Overall, the process is fairly straight forward, and fairly easy to run. As long as you follow the caveats associated with synthetic full backups, and use them accordingly, you should be able to integrate them into your backup regime without too much fuss.

One more thing…

There’s just one more thing to say about synthetic full backups, and this applies to any product where you use them, not just NetWorker.

While it’s undoubtedly the case that in the right scenarios, synthetic full backups are an excellent tool to have in your data protection arsenal, you must make sure you don’t let them blind you to the real reason you’re doing backups – to recover.

If you want to do synthetic full backups because of a local-bandwidth problem (the saveset is too big to regularly perform a full backup), then you have to ask yourself this: “Even if I do regularly have a new full backup without running one, do I have the time required to do a full recovery in normal circumstances?”

If you want to do synthetic full backups because of a remote-bandwidth problem (the saveset too large to comfortably backup over a WAN link), then you have to ask yourself this: “If my link is primarily sized for incremental backups, how will I get a full recovery back across it?”

The answer to either question is unlikely to be straight forward, and it again highlights the fact that data backup and recovery designs must fit into an overall Information Lifecycle Protection framework, since it’s quite simply the case that the best and most comprehensive backup in the world won’t help you if you can’t recover it fast enough.
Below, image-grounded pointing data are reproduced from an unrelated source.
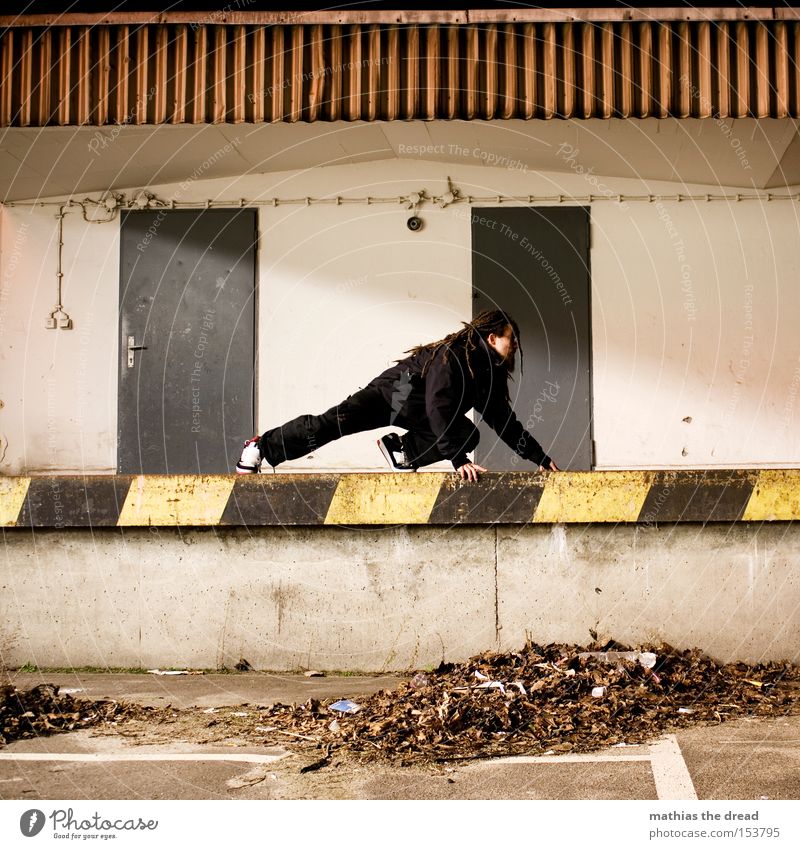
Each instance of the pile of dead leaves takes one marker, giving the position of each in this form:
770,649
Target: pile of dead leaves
554,698
41,711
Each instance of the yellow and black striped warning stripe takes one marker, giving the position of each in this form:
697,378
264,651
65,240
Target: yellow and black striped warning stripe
645,497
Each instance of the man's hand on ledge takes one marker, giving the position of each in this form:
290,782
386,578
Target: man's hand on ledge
469,471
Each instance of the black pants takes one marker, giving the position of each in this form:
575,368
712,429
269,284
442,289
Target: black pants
366,409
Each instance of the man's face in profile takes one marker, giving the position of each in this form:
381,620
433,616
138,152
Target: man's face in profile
506,346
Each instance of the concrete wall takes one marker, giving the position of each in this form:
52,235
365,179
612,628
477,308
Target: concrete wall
696,358
335,598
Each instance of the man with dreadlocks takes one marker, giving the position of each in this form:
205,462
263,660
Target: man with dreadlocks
428,394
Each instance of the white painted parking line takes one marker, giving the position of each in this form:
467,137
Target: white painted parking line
570,759
670,771
143,756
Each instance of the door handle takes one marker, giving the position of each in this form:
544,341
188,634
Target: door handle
132,346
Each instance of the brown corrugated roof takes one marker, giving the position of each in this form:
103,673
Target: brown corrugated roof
227,73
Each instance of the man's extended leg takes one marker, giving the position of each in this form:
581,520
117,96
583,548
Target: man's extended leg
420,447
364,410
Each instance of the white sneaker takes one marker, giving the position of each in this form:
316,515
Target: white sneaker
250,461
391,446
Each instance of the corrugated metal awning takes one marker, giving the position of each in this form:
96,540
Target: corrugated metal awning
229,73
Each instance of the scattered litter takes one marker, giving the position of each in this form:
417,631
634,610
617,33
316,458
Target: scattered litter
174,672
646,658
44,710
544,698
345,706
318,764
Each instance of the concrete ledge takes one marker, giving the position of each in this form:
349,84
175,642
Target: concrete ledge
377,599
644,497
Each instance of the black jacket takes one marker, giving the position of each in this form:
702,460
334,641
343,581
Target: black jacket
448,390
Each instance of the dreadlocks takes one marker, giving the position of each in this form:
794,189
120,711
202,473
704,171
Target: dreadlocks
489,321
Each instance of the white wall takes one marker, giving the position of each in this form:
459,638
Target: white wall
694,310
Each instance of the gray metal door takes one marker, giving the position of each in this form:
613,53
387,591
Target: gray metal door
187,340
534,263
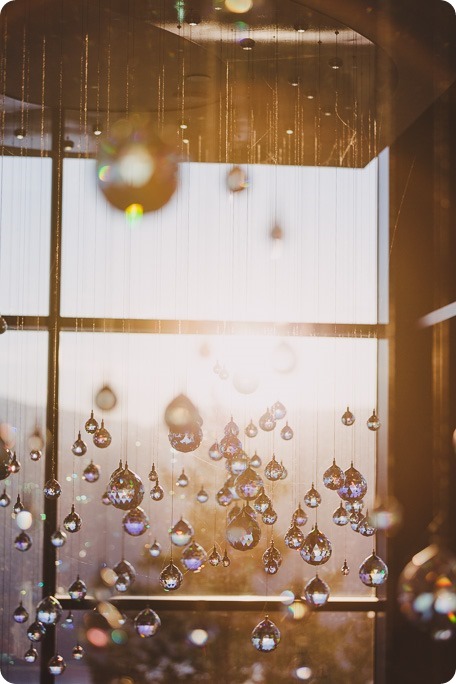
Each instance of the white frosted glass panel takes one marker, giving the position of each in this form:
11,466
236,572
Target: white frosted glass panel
208,253
25,206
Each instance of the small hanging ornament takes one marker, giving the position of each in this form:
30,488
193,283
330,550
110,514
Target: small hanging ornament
266,636
79,447
72,522
147,623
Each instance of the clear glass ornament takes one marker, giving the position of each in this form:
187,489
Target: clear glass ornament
373,571
147,623
354,487
316,548
72,522
267,421
243,532
23,542
273,470
79,447
78,589
181,533
102,438
91,425
91,473
286,432
348,418
316,592
170,577
312,498
334,477
266,636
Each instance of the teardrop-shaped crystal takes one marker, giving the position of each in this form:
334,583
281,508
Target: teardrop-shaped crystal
147,623
243,532
312,498
373,422
101,438
79,447
266,636
267,421
194,557
170,577
300,516
56,665
273,470
316,592
91,425
286,432
135,522
348,418
20,615
77,590
52,489
91,473
334,477
36,631
72,522
354,487
340,516
294,538
373,571
182,480
181,533
249,485
125,489
23,542
251,430
316,548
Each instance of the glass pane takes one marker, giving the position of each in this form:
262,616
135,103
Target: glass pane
25,215
209,255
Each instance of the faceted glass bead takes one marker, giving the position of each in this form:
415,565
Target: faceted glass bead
373,571
170,577
294,538
135,522
334,477
243,532
300,516
20,615
91,473
267,421
52,489
273,470
286,432
181,533
316,548
49,611
102,438
79,447
348,418
36,631
312,498
91,425
147,623
22,542
266,636
249,485
316,592
125,489
77,590
354,487
194,557
251,430
373,422
56,665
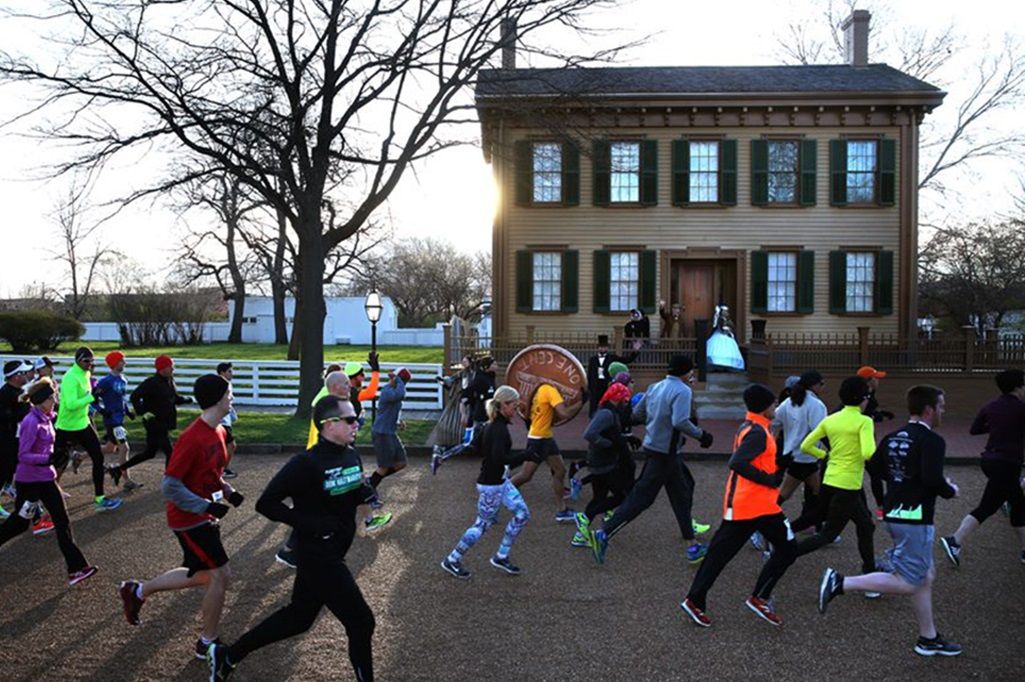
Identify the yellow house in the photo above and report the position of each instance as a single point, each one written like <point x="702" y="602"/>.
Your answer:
<point x="788" y="193"/>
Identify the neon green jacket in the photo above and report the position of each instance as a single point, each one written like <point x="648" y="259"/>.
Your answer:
<point x="852" y="443"/>
<point x="76" y="396"/>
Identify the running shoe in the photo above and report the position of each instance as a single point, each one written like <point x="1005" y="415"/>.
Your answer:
<point x="220" y="668"/>
<point x="202" y="648"/>
<point x="696" y="553"/>
<point x="108" y="505"/>
<point x="951" y="549"/>
<point x="504" y="564"/>
<point x="455" y="568"/>
<point x="599" y="545"/>
<point x="566" y="516"/>
<point x="830" y="587"/>
<point x="764" y="609"/>
<point x="377" y="521"/>
<point x="79" y="575"/>
<point x="697" y="615"/>
<point x="132" y="602"/>
<point x="936" y="647"/>
<point x="287" y="557"/>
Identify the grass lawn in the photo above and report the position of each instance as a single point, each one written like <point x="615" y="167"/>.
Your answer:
<point x="410" y="354"/>
<point x="271" y="428"/>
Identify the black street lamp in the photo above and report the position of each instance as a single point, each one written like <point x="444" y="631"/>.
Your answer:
<point x="373" y="308"/>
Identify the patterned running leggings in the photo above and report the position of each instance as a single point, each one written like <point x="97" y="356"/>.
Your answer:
<point x="491" y="500"/>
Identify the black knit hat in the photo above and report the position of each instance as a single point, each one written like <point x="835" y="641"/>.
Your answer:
<point x="209" y="389"/>
<point x="757" y="398"/>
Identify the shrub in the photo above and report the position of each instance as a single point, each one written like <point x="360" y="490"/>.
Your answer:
<point x="32" y="330"/>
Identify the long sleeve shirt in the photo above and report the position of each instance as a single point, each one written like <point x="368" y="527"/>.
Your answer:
<point x="665" y="411"/>
<point x="852" y="443"/>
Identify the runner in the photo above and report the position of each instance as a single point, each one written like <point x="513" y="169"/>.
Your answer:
<point x="545" y="405"/>
<point x="227" y="372"/>
<point x="852" y="443"/>
<point x="665" y="410"/>
<point x="74" y="427"/>
<point x="911" y="458"/>
<point x="326" y="486"/>
<point x="196" y="494"/>
<point x="156" y="401"/>
<point x="1003" y="419"/>
<point x="36" y="482"/>
<point x="750" y="504"/>
<point x="112" y="396"/>
<point x="494" y="489"/>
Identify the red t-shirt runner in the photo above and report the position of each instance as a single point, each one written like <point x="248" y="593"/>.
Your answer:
<point x="198" y="459"/>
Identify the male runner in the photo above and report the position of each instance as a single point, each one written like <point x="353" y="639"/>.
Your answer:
<point x="196" y="494"/>
<point x="911" y="458"/>
<point x="326" y="486"/>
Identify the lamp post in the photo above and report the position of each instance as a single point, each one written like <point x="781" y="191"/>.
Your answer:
<point x="373" y="308"/>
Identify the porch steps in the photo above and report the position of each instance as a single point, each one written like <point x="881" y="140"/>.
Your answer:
<point x="723" y="396"/>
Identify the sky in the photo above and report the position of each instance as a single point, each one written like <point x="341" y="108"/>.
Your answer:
<point x="452" y="195"/>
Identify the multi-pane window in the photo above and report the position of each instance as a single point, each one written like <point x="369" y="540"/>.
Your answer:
<point x="624" y="281"/>
<point x="547" y="281"/>
<point x="704" y="171"/>
<point x="782" y="283"/>
<point x="861" y="167"/>
<point x="783" y="169"/>
<point x="547" y="172"/>
<point x="860" y="282"/>
<point x="625" y="171"/>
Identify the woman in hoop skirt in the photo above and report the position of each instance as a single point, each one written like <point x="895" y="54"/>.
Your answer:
<point x="722" y="349"/>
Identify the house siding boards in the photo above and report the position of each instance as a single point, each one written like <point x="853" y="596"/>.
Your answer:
<point x="665" y="228"/>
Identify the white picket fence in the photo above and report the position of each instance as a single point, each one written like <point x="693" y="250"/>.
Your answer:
<point x="269" y="383"/>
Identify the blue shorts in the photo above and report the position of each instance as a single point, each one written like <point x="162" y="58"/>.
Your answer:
<point x="911" y="556"/>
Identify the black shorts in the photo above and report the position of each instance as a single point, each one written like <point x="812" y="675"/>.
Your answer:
<point x="202" y="548"/>
<point x="539" y="449"/>
<point x="802" y="470"/>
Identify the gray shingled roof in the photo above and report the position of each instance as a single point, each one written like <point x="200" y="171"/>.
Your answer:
<point x="625" y="81"/>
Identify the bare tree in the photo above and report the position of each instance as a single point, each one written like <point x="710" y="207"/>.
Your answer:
<point x="334" y="87"/>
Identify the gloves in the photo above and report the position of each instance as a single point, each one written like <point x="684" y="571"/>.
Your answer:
<point x="217" y="510"/>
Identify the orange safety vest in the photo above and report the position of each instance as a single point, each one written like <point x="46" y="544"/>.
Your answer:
<point x="744" y="498"/>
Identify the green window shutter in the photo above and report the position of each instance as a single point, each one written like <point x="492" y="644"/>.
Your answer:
<point x="837" y="172"/>
<point x="760" y="281"/>
<point x="649" y="172"/>
<point x="837" y="282"/>
<point x="524" y="172"/>
<point x="571" y="174"/>
<point x="728" y="172"/>
<point x="888" y="172"/>
<point x="681" y="172"/>
<point x="602" y="172"/>
<point x="806" y="282"/>
<point x="524" y="281"/>
<point x="760" y="172"/>
<point x="571" y="277"/>
<point x="809" y="166"/>
<point x="649" y="283"/>
<point x="602" y="281"/>
<point x="884" y="294"/>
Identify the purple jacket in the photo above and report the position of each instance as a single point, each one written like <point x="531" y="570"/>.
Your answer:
<point x="35" y="445"/>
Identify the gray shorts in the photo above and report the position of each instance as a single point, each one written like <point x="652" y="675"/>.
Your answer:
<point x="911" y="556"/>
<point x="388" y="449"/>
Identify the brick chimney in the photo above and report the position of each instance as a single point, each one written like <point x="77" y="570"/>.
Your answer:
<point x="855" y="30"/>
<point x="507" y="42"/>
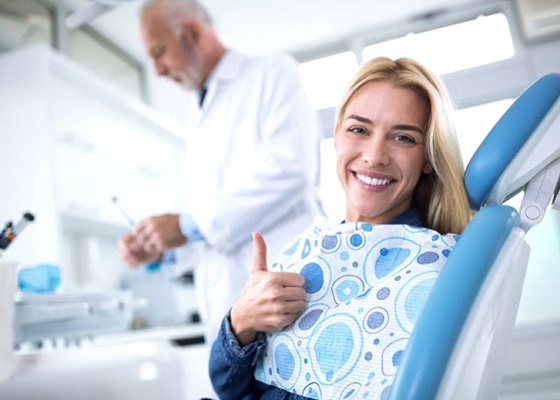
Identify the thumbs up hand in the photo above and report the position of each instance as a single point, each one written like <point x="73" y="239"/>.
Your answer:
<point x="270" y="300"/>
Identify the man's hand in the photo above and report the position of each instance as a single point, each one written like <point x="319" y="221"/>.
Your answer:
<point x="270" y="300"/>
<point x="150" y="238"/>
<point x="159" y="233"/>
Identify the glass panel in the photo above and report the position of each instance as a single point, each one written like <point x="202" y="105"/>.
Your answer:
<point x="23" y="22"/>
<point x="469" y="44"/>
<point x="326" y="78"/>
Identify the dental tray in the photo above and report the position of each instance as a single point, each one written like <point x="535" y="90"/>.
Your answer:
<point x="71" y="316"/>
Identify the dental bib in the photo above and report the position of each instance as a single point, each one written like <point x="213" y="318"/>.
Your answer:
<point x="365" y="287"/>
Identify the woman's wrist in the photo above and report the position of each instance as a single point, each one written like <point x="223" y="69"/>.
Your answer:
<point x="243" y="334"/>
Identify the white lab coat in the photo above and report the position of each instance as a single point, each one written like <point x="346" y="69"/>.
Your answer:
<point x="252" y="165"/>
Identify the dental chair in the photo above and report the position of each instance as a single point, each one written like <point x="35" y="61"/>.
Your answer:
<point x="458" y="347"/>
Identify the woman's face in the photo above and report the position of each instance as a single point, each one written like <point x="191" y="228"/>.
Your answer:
<point x="380" y="148"/>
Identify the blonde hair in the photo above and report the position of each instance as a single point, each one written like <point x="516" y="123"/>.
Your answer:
<point x="440" y="197"/>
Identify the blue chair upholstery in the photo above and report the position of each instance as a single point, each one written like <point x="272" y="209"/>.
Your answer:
<point x="470" y="313"/>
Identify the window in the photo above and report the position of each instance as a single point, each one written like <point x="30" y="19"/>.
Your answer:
<point x="326" y="78"/>
<point x="107" y="61"/>
<point x="474" y="123"/>
<point x="469" y="44"/>
<point x="22" y="23"/>
<point x="27" y="22"/>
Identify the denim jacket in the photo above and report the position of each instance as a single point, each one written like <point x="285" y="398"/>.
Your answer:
<point x="232" y="367"/>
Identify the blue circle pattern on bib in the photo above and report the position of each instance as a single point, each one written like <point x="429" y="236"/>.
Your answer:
<point x="365" y="285"/>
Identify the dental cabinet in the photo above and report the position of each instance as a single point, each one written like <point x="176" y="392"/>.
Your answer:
<point x="71" y="142"/>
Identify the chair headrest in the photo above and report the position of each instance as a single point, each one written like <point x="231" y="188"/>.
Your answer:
<point x="521" y="144"/>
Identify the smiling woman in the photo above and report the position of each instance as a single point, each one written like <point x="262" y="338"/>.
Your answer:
<point x="331" y="317"/>
<point x="380" y="146"/>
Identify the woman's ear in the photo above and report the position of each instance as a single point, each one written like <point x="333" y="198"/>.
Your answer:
<point x="427" y="168"/>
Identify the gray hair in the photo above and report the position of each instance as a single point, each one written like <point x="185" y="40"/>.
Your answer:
<point x="175" y="12"/>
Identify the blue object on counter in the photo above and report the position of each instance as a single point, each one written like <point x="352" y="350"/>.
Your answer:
<point x="152" y="267"/>
<point x="41" y="278"/>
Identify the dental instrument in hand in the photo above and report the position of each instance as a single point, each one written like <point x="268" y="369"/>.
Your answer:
<point x="123" y="212"/>
<point x="10" y="231"/>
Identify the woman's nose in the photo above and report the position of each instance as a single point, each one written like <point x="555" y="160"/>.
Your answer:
<point x="376" y="152"/>
<point x="160" y="68"/>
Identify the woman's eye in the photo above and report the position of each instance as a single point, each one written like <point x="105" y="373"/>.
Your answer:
<point x="405" y="139"/>
<point x="357" y="130"/>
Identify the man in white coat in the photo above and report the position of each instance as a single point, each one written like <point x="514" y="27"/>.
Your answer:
<point x="252" y="156"/>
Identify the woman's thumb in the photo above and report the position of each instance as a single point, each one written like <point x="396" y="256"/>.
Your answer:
<point x="259" y="253"/>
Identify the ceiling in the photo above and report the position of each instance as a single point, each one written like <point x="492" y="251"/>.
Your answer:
<point x="289" y="25"/>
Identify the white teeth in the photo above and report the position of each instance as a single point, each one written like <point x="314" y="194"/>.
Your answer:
<point x="373" y="181"/>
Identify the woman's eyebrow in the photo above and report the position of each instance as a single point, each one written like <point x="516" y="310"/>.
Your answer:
<point x="360" y="119"/>
<point x="408" y="128"/>
<point x="401" y="127"/>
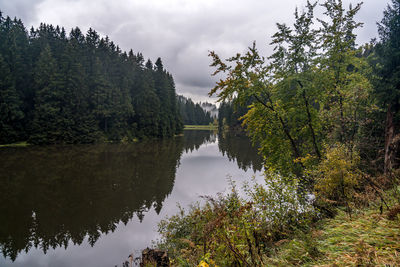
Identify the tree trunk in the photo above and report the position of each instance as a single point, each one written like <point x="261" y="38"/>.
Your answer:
<point x="389" y="135"/>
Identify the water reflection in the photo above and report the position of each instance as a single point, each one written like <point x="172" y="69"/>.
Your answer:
<point x="50" y="196"/>
<point x="238" y="148"/>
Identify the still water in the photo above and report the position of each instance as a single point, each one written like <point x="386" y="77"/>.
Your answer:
<point x="93" y="205"/>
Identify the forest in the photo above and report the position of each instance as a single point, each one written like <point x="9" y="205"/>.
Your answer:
<point x="76" y="88"/>
<point x="325" y="113"/>
<point x="193" y="113"/>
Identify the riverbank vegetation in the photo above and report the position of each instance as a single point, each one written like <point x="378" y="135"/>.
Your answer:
<point x="325" y="113"/>
<point x="77" y="88"/>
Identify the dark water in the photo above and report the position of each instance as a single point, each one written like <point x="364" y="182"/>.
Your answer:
<point x="93" y="205"/>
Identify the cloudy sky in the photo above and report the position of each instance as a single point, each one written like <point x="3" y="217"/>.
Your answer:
<point x="181" y="32"/>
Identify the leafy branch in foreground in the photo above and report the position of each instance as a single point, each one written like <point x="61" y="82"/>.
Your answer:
<point x="313" y="91"/>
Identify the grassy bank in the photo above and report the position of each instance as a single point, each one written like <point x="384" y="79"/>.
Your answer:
<point x="273" y="226"/>
<point x="368" y="238"/>
<point x="210" y="127"/>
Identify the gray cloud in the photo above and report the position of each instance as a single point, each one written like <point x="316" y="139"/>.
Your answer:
<point x="181" y="32"/>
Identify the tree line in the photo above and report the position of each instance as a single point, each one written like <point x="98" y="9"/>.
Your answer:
<point x="193" y="113"/>
<point x="76" y="88"/>
<point x="319" y="89"/>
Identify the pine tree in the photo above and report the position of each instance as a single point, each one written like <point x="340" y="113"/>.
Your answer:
<point x="11" y="114"/>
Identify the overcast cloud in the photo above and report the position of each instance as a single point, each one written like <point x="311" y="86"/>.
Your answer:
<point x="181" y="32"/>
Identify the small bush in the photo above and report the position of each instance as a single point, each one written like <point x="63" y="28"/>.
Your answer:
<point x="337" y="176"/>
<point x="230" y="230"/>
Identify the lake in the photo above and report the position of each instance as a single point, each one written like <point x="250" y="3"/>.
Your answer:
<point x="93" y="205"/>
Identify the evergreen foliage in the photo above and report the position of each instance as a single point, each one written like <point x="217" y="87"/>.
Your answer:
<point x="79" y="88"/>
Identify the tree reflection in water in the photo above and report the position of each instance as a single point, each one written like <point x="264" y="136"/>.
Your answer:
<point x="52" y="195"/>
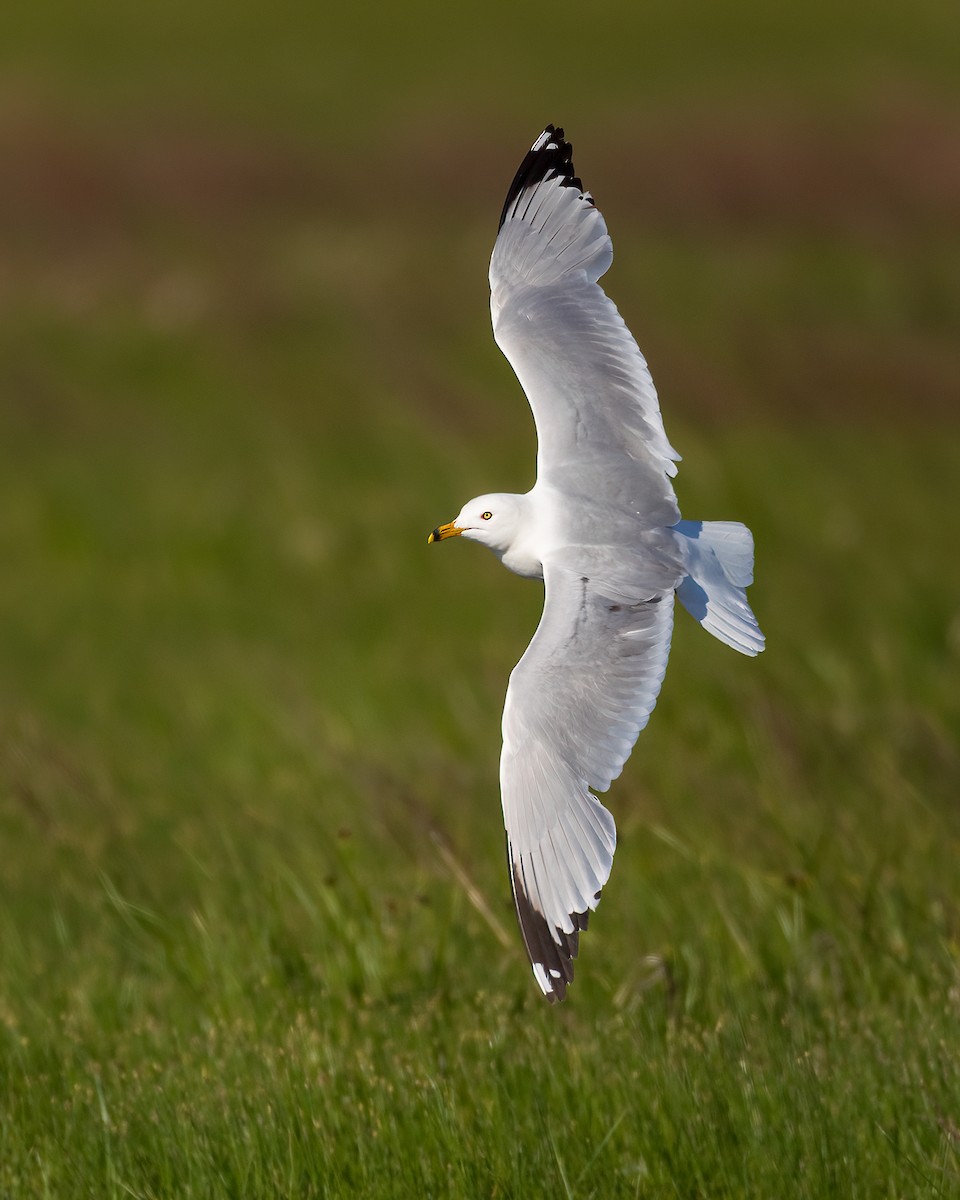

To understand more on that topic, check out “Information Lifecycle Protection Policies vs Backup Policies” over on my Enterprise Systems Backup blog.

9 thoughts on “NetWorker 8: Synthetic fulls”

  1. Hi,

    has anyone tested NDMP synthetic fulls with a NetApp filer? If so, could you recover?

    Regards,
    Hans-Christian

    1. Given the administration manual explicitly states not to use synthetic full backups on NDMP savesets, I would advise against this. Even if (somehow) it works, it will be totally unsupported by EMC.

  2. Anyone tried NWer V8synthetic fulls in an environment with a number (5 – 10) of Windows file servers each containing a number of relatively large partitions (500GB – 1TB) and each partition containing millions of files? Would be interested in knowing your experience or viablity of doing so.

    Regards,

    1. I’ve not personally tried that sort of configuration but there’s no reason why it wouldn’t work. (Note though that a key problem with dense filesystems is actually the walk time of the incremental backups.)

  3. We are still using 7.6.3 and have vadp full and incremental backups running. Is it even worth running the incremental backups? Should we just do fulls more frequently?

  4. I do not agree with you regarding the bandwidth required to recover. Backups are performed on a daily basis, while complete recovery hopefuly never happens. When it happens, it’d be necessary to restore the complete backup to a removable disk or even a small NAS appliance that would then travel for 1-2 days. At least, you’ll find back your valuable data, even with a downtime and some manual work required.

    Regards,
    Christophe

    1. You’re entitled to disagree of course, but I think you’re wrong. You’re basically gambling that you never need to do a full recovery, which isn’t really a good strategy in my view.

      If however you took appropriate ILP design to substantially reduce the need to do a full recovery (e.g., some other form of replication to closer storage, etc., as well), then yes, at that point, you could work with reduced risk of having to do a full recovery.